Figure 3. How Community detection might be used as a feature
By combining graph algorithms and machine learning, we are using the best of both worlds and can create a powerful solution. The final machine model for fraud prediction should use both human-generated features and the ones obtained from graphs. This is the perfect solution for insurance cases where graph features play an important role in the final prediction by exploiting previously unseen frauds.
Figure 4. Model Overview
Because of the practicalities and legal aspects involved with unveiling fraud, the model’s results need to be explainable. Machine learning models are not always the best at being explainable. For an interconnected, layered neural network, it is not easy (if at all possible) to trace the output decision that the network has made to its inputs, in a way that we could point to inputs that play greater parts in the insurance claim being flagged as fraudulent. But some machine learning models are explainable, and simpler models are easier to interpret.

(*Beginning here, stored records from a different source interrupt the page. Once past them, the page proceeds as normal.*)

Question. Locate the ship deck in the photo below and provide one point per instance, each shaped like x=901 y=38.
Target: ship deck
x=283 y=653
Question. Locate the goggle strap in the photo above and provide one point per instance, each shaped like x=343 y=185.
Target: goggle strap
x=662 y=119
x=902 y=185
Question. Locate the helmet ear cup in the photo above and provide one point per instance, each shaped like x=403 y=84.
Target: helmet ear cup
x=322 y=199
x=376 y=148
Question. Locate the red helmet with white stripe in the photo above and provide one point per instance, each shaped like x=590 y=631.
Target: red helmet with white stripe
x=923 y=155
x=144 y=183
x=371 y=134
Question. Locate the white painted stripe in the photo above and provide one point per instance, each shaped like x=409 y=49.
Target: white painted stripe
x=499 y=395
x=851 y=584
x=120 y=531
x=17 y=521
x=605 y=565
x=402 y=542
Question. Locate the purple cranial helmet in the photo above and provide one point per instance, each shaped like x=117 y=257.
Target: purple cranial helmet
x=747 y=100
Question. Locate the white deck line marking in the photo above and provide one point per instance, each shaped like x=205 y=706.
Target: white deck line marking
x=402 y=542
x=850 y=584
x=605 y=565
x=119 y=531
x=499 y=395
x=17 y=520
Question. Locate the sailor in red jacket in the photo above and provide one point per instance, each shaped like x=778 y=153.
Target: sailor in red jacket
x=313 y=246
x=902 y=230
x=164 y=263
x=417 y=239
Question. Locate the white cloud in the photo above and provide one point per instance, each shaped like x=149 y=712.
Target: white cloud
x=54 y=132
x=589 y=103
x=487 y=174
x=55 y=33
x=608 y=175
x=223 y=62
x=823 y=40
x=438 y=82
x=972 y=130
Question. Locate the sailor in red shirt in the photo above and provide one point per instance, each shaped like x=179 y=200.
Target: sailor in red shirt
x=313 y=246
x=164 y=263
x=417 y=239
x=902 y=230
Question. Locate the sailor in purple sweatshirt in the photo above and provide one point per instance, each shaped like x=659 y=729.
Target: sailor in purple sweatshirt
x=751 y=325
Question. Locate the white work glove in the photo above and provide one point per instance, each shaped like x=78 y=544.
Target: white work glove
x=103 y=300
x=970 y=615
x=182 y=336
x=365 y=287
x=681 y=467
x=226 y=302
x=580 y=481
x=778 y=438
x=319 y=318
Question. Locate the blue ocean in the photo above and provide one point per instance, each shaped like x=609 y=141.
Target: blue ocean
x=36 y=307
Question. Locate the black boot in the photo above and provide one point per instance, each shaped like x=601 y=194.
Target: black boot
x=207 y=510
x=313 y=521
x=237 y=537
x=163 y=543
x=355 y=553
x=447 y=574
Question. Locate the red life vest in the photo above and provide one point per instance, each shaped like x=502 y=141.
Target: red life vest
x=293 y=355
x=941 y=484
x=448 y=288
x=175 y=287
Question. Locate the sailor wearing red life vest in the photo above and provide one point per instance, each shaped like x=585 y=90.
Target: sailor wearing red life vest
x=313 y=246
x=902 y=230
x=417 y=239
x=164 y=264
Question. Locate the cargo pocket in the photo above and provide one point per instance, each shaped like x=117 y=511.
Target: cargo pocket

One approach could be using a decision tree model. This model enables full explainability, where the decision can be formulated as a list of conditions that led to that decision. We can always follow the tree branch that shaped the decision, and infer which inputs contributed in which degree to the model’s decision.
Another approach would be a simple logistic regression. In logistic regression, parameters are trained to weigh the proportion of importance for some feature. Compared to linear models, logistic regression gives us a probability evaluation of its output, and with it being a simple model we can more easily explain to which degree some inputs point to a fraudulent claim.
Lastly, experiments showed that using multiple models for specific cases can lead to better results. For instance, theft cases and related activities differ from car crash incidents. Within various specific cases, multiple models can be trained to prevent bias. The theory states that a low-variance model can be obtained by having multiple high-bias models simultaneously. This enables each model to be trained for its use case and used together with others to create a well-performing fraud detector.
Machine learning is a powerful tool for fraud detection. However, it comes with a set of limitations, especially when it’s being trained on a datasets that don’t contain plenty examples of fraud. Predictive models benefit from more information on insurance claims and individuals because more useful features can be identified from larger datasets. Using graph expertise, we can augment the machine learning model with features gathered from graph algorithms, thus gaining better predictions and more insight into the data. Also, using explainable or simple models such as decision trees and logistic regression can give insurance agents information about where to look for signs of fraud.